Elaina Rankin, a sophomore at Michigan State University, developed an interest in becoming a public defender as a freshman at Avondale High School in Auburn Hills.
It was 2018, and Rankin’s class was assigned an essay for which students could choose from pre-selected prompts or create their own. Rankin chose the latter option, researching jail reform.
“Most people don’t grow up being taught about for-profit prisons, incredibly high recidivism rates, and just how downright destructive incarceration is. This single essay began to widen my thoughts on why the criminal justice system operates, and just how wrong I felt all of this was,” Rankin said.

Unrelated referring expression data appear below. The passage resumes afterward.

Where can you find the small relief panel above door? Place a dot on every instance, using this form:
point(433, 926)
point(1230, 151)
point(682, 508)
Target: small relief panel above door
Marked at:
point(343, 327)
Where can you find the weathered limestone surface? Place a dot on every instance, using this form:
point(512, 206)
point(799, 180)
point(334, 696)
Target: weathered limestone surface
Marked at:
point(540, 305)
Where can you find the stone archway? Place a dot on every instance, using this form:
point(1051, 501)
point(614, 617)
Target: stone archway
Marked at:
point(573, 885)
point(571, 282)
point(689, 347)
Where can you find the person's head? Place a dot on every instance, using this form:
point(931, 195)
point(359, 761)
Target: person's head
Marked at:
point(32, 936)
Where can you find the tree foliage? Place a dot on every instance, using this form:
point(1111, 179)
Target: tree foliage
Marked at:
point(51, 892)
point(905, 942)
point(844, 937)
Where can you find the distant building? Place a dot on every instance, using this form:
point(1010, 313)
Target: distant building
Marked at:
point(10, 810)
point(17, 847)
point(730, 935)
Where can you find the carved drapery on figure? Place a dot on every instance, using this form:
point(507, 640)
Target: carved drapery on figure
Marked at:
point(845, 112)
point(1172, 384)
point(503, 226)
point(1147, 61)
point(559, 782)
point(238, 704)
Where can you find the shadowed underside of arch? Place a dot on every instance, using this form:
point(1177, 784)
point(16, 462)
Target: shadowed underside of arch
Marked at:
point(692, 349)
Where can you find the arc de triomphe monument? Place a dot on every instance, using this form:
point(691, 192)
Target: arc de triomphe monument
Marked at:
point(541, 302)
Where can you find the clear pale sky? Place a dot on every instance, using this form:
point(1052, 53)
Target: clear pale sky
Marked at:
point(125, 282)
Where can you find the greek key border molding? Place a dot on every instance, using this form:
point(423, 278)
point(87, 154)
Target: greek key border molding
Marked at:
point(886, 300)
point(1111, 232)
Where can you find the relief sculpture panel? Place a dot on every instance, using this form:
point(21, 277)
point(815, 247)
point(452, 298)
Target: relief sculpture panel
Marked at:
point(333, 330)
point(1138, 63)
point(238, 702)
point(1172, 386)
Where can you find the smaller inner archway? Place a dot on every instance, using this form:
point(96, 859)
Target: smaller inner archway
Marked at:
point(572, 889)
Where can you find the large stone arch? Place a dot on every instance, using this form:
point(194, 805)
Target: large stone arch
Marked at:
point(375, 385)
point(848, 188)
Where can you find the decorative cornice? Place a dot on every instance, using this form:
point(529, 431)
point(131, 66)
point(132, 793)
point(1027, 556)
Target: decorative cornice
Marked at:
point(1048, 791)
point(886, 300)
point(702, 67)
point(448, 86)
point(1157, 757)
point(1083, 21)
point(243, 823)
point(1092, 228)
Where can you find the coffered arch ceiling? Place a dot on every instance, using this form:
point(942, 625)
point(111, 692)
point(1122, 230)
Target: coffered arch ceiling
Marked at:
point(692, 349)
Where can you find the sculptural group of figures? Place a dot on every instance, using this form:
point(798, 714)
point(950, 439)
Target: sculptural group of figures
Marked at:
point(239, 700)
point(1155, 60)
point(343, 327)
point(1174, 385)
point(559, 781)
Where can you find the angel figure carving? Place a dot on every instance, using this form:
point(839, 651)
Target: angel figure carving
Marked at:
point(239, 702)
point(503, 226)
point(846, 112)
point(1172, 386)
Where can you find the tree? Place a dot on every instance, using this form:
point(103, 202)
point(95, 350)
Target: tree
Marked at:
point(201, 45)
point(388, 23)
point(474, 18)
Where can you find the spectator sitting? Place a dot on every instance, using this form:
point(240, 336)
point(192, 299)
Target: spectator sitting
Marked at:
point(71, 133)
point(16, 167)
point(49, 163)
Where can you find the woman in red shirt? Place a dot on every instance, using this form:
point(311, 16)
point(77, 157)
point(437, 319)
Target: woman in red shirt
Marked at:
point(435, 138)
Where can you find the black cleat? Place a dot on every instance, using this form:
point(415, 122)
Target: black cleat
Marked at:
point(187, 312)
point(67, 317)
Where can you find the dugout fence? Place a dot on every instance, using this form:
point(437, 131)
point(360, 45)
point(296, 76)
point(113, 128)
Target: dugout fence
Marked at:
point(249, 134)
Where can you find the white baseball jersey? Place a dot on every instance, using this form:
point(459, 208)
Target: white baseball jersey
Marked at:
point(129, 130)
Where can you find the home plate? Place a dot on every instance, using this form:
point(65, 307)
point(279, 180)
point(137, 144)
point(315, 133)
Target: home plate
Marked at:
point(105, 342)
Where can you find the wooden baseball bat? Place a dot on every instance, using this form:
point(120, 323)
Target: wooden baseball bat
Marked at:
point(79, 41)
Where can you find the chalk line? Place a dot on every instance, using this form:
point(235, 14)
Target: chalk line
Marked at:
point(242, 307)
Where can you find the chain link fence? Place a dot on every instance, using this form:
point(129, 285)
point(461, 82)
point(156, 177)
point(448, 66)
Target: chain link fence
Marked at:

Six years later, she wrote another essay that was chosen as one of three nationwide recipients of the Miguel Mendez Social Justice Scholarship, a $1,000 prize for low-income, first-generation college freshmen studying social justice with a 3.0 GPA or better. Rankin is a pre-law student studying political science with a minor in law, justice, and public policy. Her ambition is to work as a public defender.
She was picked from a pool of nine contenders, and the winners were revealed on Bold.org on Oct. 16, an organization that bills itself as the largest independent scholarship provider in the United States. Favour Ekott of CUNY John Jay College of Criminal Justice in New York and Sofia Roca of Our Lady of the Lake University in Schertz, Texas were the other two finalists.
Miguel Mendez Villalpando, a first-generation college student from Colorado who died in a paddle boating accident in July 2022, is the recipient of the award. At the time of his death, the 25-year-old Colorado College graduate was pursuing a profession as a paralegal. He majored in sociology with a concentration in immigration.
Applicants were invited to submit a video or essay outlining how they are striving to overcome a personal issue.
Rankin began her letter by describing how she grew up sharing a small bedroom room with her two siblings, a condition that is common to many who grew up with very little.
“Every aspect of our lives when I was young revolved around finances and how to survive. It doesn’t surprise me that many people in similar situations resort to crime purely out of desperation,” she wrote.
Fortunately, Rankin said her parents “never had any felonies or major stints in prison.”
“I understood pretty quickly that we couldn’t afford to have issues like that,” she wrote. “Lawyers cost an arm and a leg and with the financial possibility of one of my parents not being present, my paycheck-to-paycheck household would be unable to function. Seeing how my family could be one misstep away from destruction, I soon realized some of the ways the criminal justice system fails its citizens.”
Once she completes her studies, Rankin looks to join an organization committed to “reforming the prison system.” She said she also plans on working to “educate disadvantaged groups on the legal system.”
“The ability to, in the future, help those with legal issues who deal with similar financial situations I was in throughout my childhood brings me so much joy and purpose,” Rankin wrote. “I am more than committed to providing affordable and free legal services to those who otherwise couldn’t afford it in a system that is far from equitable.”
The Miguel Mendez Social Justice Scholarship is being granted for the second time this year. It was organized by Bold.org and supported by Nancy Roberts of Colorado Springs and ten smaller donors.